The Socioeconomics Program (SEP) is collaborating in a new project aimed to evaluate promising technologies, investment, and policy options for improving agricultural productivity and global food security.
The Global Futures for Agriculture project, launched in early March 2010, is led by the International Food Policy Research Institute (IFPRI) and builds upon the already existing economic model IMPACT (International Model for Policy Analysis of Agricultural Commodities and Trade). This model has been used in the past for projecting future production, consumption, and trade of key agricultural commodities while taking into account the effects of climate change, water availability, population growth, urbanization, and other major drivers of global change. The Global Futures for Agriculture project improves upon this model by including location-specific biophysical data; current and future technology options; climate risk; and the impact of potential agricultural investments on global food supply and demand, food prices, economic growth, and poverty alleviation.
The SEP will play a major role in assessing the future outlooks for maize and wheat, and will work on improving database information and creating model scenarios for these two crops. Crop and water availability simulation models will also complement modeling of climate change risks on crop yields and production. All will be important for refining and calibrating the IMPACT model.

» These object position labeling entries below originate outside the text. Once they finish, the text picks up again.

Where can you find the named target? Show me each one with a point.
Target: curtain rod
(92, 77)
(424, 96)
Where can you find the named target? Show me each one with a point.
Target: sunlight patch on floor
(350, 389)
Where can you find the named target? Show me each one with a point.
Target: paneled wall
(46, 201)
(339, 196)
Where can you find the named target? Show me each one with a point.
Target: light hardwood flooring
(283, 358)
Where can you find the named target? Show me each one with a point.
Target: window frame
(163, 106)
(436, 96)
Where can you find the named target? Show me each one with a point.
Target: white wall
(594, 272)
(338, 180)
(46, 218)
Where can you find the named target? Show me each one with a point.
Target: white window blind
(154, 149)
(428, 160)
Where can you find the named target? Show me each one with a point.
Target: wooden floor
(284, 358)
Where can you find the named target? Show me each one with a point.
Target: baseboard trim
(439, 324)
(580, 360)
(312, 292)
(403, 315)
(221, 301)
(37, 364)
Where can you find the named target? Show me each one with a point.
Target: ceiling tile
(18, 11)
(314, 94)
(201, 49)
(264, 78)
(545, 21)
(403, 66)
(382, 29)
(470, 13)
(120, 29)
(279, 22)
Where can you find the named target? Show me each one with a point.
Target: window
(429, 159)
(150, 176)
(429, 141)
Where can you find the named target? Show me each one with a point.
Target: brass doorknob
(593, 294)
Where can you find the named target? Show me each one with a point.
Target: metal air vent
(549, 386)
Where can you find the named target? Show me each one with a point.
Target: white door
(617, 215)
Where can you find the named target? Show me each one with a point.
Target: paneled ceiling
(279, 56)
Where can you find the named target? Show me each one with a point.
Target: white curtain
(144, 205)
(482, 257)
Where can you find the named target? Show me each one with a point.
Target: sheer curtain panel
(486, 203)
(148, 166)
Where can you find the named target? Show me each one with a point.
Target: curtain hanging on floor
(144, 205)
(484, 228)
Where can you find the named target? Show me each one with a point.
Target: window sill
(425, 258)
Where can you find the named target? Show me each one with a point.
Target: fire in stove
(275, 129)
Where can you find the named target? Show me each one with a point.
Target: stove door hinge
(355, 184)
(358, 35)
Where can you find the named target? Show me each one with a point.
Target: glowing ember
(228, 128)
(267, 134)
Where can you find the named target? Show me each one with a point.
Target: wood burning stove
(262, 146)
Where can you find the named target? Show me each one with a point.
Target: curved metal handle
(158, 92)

A new associate scientist to be based in Nairobi, Kenya, will be hired to work with other scientists on this project, and will closely collaborate with CIMMYT breeders, agronomists, and economists to improve the center’s foresight on alternative futures for maize and wheat in terms of improving global food security and system sustainability. Additionally, CIMMYT will work with the International Livestock Research Institute (ILRI) and the International Center for Research in Agroforestry (ICRAF) to set up a High Performance Cluster of computers able to run the IMPACT model in Nairobi.